Dans notre enquête de 2013, nous avons réalisé une revue assez poussée de la littérature publiée sur le sujet. Nous y distinguons deux types de prise en charge : l’une pour les pathologies aiguës, l’autre pour les maladies chroniques. Dans le premier cas, le retour à domicile suit un protocole standardisé, et la prise en charge, très technique mais de relativement courte durée, émane souvent de structures hospitalières. Le second cas se rapproche de nos prises en charge de soins palliatifs à domicile. Pour ce type de prise en charge, les modèles anglo-saxons reposent davantage sur le tissu de santé « primaire » ou « communautaire ». Les intervenants ont l’habitude d’intervenir au domicile des patients. Leur technicité est moindre que dans le premier cas de figure, mais il faut noter que les infirmiers ont des missions plus étendues et une autonomie plus grande que leurs homologues français ; ils ont, par exemple, la possibilité d’ajuster certaines prescriptions.

M. le coprésident Pierre Morange. Sans vouloir insister lourdement sur ces modèles étrangers, il serait intéressant d’avoir un bilan financier comparatif entre les modes d’intervention que vous venez de décrire et l’hospitalisation classique. N’y a-t-il aucune publication sur le sujet ? Comparaison n’est pas raison et nous n’avons pas de modèle similaire en France, mais il ne nous est pas interdit de nous inspirer un jour de ces expériences étrangères.
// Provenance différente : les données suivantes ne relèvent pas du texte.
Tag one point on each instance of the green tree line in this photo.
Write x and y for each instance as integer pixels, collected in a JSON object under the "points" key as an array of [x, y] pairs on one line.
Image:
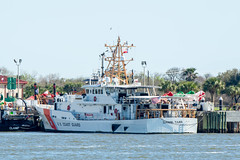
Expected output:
{"points": [[225, 84]]}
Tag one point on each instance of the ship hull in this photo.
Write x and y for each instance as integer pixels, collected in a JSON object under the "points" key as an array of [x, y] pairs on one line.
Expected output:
{"points": [[64, 121]]}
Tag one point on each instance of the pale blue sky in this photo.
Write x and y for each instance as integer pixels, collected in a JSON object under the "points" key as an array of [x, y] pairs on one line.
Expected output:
{"points": [[66, 37]]}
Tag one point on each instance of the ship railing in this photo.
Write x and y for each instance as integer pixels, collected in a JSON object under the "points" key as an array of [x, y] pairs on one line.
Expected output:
{"points": [[163, 113]]}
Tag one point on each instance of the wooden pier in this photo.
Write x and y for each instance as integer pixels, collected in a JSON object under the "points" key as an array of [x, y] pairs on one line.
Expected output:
{"points": [[218, 122]]}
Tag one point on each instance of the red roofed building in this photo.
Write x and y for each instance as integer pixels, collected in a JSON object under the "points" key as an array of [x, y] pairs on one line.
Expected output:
{"points": [[5, 92]]}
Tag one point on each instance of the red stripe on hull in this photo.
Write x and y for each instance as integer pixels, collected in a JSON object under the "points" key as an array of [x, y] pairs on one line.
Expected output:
{"points": [[49, 118]]}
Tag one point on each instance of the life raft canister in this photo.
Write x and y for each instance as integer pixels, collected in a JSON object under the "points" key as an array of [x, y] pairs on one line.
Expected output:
{"points": [[10, 105], [68, 107], [95, 98]]}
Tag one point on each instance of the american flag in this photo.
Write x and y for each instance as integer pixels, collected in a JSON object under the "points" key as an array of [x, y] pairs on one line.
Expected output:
{"points": [[156, 100]]}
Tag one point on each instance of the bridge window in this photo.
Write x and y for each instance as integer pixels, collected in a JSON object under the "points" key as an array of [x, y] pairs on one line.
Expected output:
{"points": [[105, 109]]}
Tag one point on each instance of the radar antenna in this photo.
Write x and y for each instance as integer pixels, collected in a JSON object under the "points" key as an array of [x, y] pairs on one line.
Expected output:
{"points": [[116, 67]]}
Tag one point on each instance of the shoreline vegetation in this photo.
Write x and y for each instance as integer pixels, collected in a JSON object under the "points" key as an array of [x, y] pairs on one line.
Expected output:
{"points": [[225, 84]]}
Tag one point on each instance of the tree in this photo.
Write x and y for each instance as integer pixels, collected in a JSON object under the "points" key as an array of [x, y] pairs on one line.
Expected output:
{"points": [[186, 86], [213, 85], [230, 77], [173, 74], [167, 86], [189, 74]]}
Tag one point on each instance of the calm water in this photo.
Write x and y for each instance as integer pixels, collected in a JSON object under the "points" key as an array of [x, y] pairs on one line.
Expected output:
{"points": [[40, 145]]}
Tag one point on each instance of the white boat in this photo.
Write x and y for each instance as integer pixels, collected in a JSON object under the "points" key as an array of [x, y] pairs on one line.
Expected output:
{"points": [[112, 105]]}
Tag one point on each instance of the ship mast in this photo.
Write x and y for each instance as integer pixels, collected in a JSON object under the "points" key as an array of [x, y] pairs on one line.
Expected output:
{"points": [[116, 67]]}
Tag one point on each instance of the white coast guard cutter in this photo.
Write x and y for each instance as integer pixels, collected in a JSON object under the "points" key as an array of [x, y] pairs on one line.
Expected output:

Mme Esmeralda Luciolli. Il y a quelques publications. Aux États-Unis, il en existe sur le système des vétérans, qui est très particulier et fonctionne en vase clos. À l’époque de la première enquête, nous avions utilisé une étude de Baltimore qui portait sur les différences de coûts de prise en charge, de complications, de mortalité, de réhospitalisation, pour des patients comparables. Nous pouvons retrouver ces données.

M. le coprésident Pierre Morange. Elles pourraient intéresser notre rapporteure. Il me reste à vous remercier de nous avoir, comme toujours, apporté une masse d’informations. Votre contribution éclairera notre réflexion et nous aidera à élaborer les recommandations que nous ferons selon notre grille de lecture habituelle : le rapport coût/efficacité. Et ces recommandations se traduiront peut-être en amendements.

La séance est levée à dix-huit heures cinq.

Information relative à la Mission

La Mission d’évaluation et de contrôle des lois de financement de la sécurité sociale a désigné Mme Joëlle Huillier, rapporteure sur « l’hospitalisation à domicile ».